Thursday, April 2, 2009

Pamela Takefman introduces Joan Didion

I think I am a strange candidate to be up here for this intro- duction. During the weeks we in the Writer’s House Fellows seminar talked about the work of Joan Didion, Al and I stood on opposite sides of a barely invisible boxing ring, fighting. We were fighting about how to read Didion’s works and her presence within them. Can we classify what she does as journalism or non-fiction? Is Joan Didion on the outside or the inside? Why is she always there? The whole class got involved, Molly always on my side, Jen on Al’s. One time, Emily went as far as to call Joan Didion optimistic. The whole class went wild. The word narrative became our own “n” word, an overused and underdefined taboo, a word that lost its original meaning, let alone a clear attachment to Didion’s work. I still fought. I might have been the loudest in the class, so unpopular by the final week I felt that I had to bring homemade banana chocolate chip cake in to help my social status. But before and after the snack, I was still pretty unrelenting, just outright confrontational.

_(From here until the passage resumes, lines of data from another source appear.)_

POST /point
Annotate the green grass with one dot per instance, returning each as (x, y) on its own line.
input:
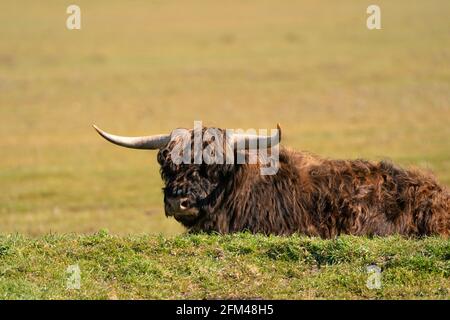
(237, 266)
(143, 67)
(338, 90)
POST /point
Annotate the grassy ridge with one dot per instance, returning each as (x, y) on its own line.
(234, 266)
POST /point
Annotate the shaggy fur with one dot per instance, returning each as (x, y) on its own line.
(309, 195)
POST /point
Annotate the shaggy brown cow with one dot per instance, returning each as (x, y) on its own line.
(308, 195)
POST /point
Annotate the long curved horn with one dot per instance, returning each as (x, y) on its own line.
(247, 140)
(146, 142)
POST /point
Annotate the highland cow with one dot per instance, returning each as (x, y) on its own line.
(308, 195)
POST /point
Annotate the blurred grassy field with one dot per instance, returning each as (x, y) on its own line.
(144, 67)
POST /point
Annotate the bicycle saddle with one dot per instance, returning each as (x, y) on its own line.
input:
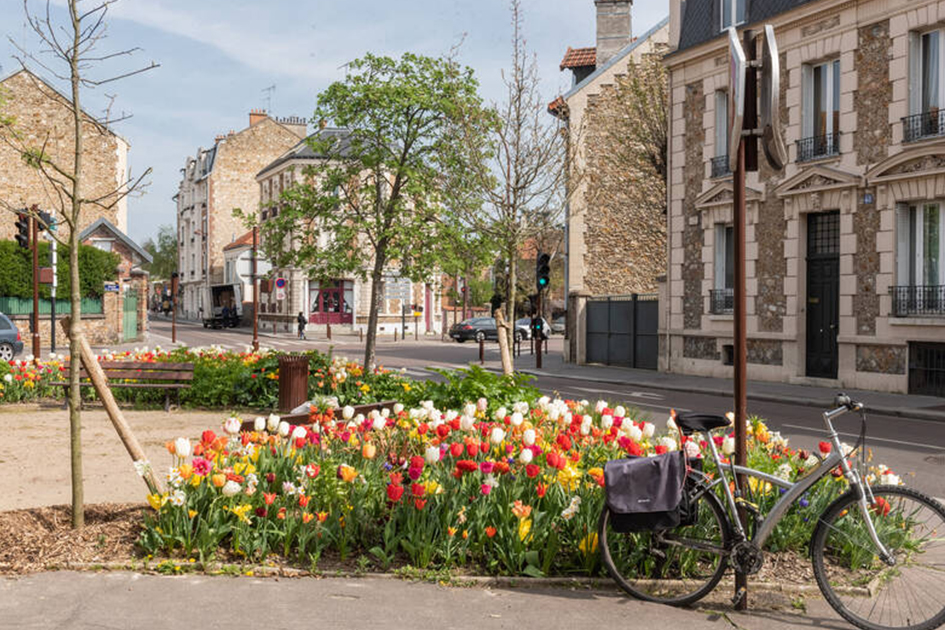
(692, 422)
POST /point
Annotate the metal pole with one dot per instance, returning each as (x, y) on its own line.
(34, 227)
(255, 290)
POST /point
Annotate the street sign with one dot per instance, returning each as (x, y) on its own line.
(736, 95)
(772, 132)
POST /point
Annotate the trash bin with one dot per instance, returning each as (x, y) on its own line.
(293, 381)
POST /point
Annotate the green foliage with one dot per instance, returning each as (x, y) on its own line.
(95, 268)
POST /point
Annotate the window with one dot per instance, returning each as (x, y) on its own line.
(720, 163)
(728, 9)
(920, 260)
(821, 115)
(926, 86)
(722, 296)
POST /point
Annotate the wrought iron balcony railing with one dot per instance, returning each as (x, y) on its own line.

But perhaps that’s exactly why I am here to present Ms. Didion, someone unrelenting and confrontational in her own right. I admit, I am terrified to be up here, for I know that even after this brief introduction, Ms. Didion will be able to read me better than I could read myself. Take this from her story “Where the Kissing Never Stops” in Slouching Towards Bethlehem. She writes: “Joan Baez was a personality before she was entirely a person, and, like anyone to whom that happens, she is in a sense that hapless victim of what others have seen in her, written about her, wanted her to be and not to be. The roles assigned to her are various, but variations on a single
theme. She is the Madonna of the disaffected. She is the pawn of the protest movement. She is the unhappy analysand. She is the singer who would not train her voice, the rebel who drives the Jaguar too fast, the Rima who hides with the birds and the deer. Above all, she is the girl who ‘feels’ things, who has hung on to the freshness and pain of adolescence, the girl ever wounded, ever young. Now, at an age when
the wounds begin to heal whether one wants them to or not, Joan Baez rarely leaves the Carmel Valley” (40-1).

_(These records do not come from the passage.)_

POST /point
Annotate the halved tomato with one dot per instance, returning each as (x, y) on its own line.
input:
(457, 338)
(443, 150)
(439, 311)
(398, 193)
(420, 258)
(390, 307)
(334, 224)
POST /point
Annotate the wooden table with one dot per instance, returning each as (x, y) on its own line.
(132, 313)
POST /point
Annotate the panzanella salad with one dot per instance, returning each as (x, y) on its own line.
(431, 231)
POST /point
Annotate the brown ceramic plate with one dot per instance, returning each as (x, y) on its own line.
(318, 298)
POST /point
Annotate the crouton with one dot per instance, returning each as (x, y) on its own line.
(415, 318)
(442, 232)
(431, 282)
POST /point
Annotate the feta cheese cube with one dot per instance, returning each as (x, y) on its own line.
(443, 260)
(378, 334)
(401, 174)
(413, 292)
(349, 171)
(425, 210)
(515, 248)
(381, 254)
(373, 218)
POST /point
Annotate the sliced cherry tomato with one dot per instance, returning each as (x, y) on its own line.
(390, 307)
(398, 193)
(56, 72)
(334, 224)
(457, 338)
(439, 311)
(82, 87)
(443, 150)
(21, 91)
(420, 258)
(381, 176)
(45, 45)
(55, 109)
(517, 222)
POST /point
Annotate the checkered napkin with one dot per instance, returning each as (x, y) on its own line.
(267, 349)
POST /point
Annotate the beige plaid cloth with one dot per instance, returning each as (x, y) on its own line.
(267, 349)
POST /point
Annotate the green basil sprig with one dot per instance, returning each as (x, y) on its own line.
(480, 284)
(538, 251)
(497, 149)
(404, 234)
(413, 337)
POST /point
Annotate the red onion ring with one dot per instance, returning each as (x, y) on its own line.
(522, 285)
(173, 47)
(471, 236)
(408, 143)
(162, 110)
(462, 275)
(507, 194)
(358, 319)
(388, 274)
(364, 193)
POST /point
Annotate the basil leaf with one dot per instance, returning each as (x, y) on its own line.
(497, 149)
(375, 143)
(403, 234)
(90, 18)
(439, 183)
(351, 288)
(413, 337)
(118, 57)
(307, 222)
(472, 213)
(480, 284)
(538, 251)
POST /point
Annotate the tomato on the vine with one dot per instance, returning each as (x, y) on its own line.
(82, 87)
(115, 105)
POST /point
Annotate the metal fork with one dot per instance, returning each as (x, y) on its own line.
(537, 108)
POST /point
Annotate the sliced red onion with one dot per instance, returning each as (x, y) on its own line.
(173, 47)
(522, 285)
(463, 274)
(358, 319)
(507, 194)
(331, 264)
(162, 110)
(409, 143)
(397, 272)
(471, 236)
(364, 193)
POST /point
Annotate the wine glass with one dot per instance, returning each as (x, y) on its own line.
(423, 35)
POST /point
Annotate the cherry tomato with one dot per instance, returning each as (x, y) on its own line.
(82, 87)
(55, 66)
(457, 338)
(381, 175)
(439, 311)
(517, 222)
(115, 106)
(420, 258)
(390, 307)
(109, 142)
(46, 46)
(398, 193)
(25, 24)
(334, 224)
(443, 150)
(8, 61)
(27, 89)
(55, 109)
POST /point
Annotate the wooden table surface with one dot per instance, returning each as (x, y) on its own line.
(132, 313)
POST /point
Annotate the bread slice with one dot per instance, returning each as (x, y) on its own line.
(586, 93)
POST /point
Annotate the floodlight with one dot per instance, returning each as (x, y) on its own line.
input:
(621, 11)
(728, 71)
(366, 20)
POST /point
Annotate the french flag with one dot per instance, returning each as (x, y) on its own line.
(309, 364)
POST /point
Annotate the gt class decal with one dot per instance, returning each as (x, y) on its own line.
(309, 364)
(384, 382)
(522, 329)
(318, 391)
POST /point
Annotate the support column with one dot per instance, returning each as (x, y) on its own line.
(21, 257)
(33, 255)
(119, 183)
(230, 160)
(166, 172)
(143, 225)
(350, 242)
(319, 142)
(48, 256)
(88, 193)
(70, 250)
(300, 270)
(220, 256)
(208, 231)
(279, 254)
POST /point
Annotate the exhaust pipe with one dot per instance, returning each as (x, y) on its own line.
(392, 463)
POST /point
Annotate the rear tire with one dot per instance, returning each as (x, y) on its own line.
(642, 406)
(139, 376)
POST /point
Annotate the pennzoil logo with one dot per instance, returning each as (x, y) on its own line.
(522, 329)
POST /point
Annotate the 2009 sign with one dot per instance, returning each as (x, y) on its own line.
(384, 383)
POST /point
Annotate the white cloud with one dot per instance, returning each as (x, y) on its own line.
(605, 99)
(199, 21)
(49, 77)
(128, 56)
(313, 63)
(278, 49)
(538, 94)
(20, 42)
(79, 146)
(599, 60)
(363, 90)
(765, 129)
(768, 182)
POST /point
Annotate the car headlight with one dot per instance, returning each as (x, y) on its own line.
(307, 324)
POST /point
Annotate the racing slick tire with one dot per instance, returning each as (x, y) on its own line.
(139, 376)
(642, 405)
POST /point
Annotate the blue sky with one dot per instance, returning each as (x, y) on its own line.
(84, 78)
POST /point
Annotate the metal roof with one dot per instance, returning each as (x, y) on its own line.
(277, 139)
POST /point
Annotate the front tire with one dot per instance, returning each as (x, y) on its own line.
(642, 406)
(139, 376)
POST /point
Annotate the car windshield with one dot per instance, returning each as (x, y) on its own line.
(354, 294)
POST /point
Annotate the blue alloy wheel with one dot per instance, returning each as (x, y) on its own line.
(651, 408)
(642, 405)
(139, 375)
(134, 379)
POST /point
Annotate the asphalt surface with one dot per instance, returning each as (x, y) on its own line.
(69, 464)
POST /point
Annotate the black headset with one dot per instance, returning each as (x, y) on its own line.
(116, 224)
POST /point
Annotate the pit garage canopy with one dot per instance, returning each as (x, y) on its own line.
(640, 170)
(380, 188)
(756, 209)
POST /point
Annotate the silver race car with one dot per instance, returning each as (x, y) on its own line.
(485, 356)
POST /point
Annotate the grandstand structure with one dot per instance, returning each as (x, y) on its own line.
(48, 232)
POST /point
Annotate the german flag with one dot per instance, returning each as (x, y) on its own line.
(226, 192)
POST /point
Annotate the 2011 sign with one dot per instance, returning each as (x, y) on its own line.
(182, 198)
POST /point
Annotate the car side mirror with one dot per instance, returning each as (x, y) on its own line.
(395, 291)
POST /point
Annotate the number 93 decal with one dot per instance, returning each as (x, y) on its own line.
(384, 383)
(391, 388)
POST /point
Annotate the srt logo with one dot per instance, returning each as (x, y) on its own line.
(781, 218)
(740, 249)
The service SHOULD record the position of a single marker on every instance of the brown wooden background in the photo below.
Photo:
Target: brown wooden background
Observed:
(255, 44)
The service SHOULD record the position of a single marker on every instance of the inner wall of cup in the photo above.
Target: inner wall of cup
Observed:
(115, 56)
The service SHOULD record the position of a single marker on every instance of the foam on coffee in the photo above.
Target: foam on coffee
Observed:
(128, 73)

I evoke this passage not to talk about Joan Didion, counter-counter-culture icon of the 1960s, who remained cool despite bringing out the bogus aspects of the revolution. For me, Joan Didion’s icon-status extends beyond the sixties. I admire the perceptive, precise, incisive Joan Didion, cool because of the places she got into and the words she heard people use. She always seems to be there when there is a story on the brink of creation. I’m thinking about some more recent writing too, Salvador, Miami, the Political Fictions. Her most recent stuff in The New York Review of Books really
resonated with me: in the Obama generation, where millions of campaign dollars were spent marketing towards me, she pinpointed exactly what his campaign did to win us over. She wrote: “Irony was now out. Naiveté, translated into "hope," was now in. Innocence, even when it looked like ignorance, was now prized. Partisanship could now be appropriately expressed by consumerism.”

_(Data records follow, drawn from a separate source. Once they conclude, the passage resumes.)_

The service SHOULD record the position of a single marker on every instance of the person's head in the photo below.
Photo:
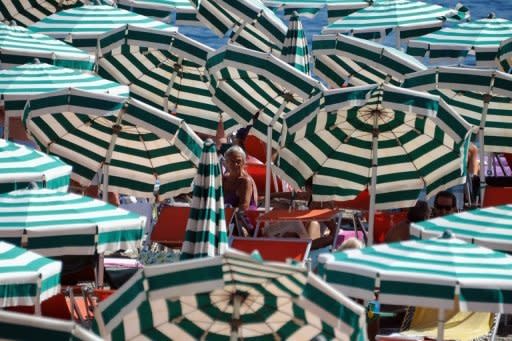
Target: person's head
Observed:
(445, 203)
(235, 159)
(419, 212)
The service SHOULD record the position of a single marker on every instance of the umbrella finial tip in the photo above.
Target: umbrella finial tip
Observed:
(447, 234)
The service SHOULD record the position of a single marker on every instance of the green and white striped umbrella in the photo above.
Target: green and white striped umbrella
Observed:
(163, 9)
(26, 278)
(490, 227)
(336, 9)
(504, 56)
(408, 18)
(19, 45)
(82, 26)
(20, 83)
(26, 13)
(426, 273)
(206, 234)
(295, 48)
(53, 223)
(341, 59)
(482, 97)
(166, 70)
(233, 296)
(394, 141)
(453, 44)
(20, 165)
(17, 326)
(258, 88)
(250, 23)
(131, 144)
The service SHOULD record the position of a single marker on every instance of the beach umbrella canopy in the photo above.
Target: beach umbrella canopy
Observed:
(27, 278)
(504, 55)
(336, 9)
(406, 17)
(163, 9)
(166, 70)
(53, 223)
(26, 13)
(490, 227)
(132, 145)
(82, 26)
(295, 48)
(426, 273)
(16, 326)
(20, 165)
(394, 141)
(233, 296)
(19, 45)
(452, 44)
(206, 234)
(250, 23)
(258, 88)
(482, 97)
(340, 59)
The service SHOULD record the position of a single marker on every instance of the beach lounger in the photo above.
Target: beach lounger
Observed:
(171, 225)
(275, 249)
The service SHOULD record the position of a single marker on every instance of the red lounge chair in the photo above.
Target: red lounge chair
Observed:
(171, 226)
(275, 249)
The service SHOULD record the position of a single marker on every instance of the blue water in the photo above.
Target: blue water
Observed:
(479, 9)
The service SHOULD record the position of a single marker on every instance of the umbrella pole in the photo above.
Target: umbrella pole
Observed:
(116, 129)
(440, 325)
(269, 153)
(371, 215)
(487, 99)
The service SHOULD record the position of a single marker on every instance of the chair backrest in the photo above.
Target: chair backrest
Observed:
(275, 249)
(495, 196)
(171, 225)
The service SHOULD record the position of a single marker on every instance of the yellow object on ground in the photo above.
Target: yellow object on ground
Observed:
(458, 325)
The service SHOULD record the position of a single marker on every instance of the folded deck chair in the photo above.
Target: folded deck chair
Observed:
(275, 249)
(420, 323)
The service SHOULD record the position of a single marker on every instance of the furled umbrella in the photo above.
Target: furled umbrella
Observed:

Joan Didion is strong enough to be critical of what is popular, to read nuance into what is meant to be accepted at face value.

And while there is rarely a hint of fear, rarely a mention of size difference or sex difference in her work, we always have her, Joan Didion, “our Joan” as she is sometimes referred to on our email listserv. She is present in everything we read. She even shared her psychiatric diagnosis in “The White Album.” We always have her, confronting the unanswerable, presenting the black and white images in precise detail and never compromising on a shade of grey, reminding us that in the end, she doesn’t know. She has found the subtleties, the way certain pieces may or may not fit together, but leaves it to us to assume the capital T Truth.

That can explain why we spent our classtime fighting. We were confronted with Joan Didion’s inconclusive conclusions about underwater, murky, “mudgy” subject matters, and then given a choice, a choice we couldn’t agree upon because there was nothing to agree upon. You don’t have to write to advocate, Joan Didion seems to say. Just to try to make sense of what is given.

When we got to A Year of Magical Thinking, the fighting stopped. Reading chronologically, we in the Writer’s House Fellows Seminar were able to read that book within the scope of the rest of her writing, comparing its language to that of A Book of Common Prayer. The book necessarily brought us closer together, forcing us to come to terms with what we brought to the reading. We were not fighting anymore because here it was, the most unanswerable question of all, death, and our Joan took us with her on her personal confrontation.

It is with great pleasure that I introduce to you the second Kelly Writer’s House Fellow of 2009, Joan Didion.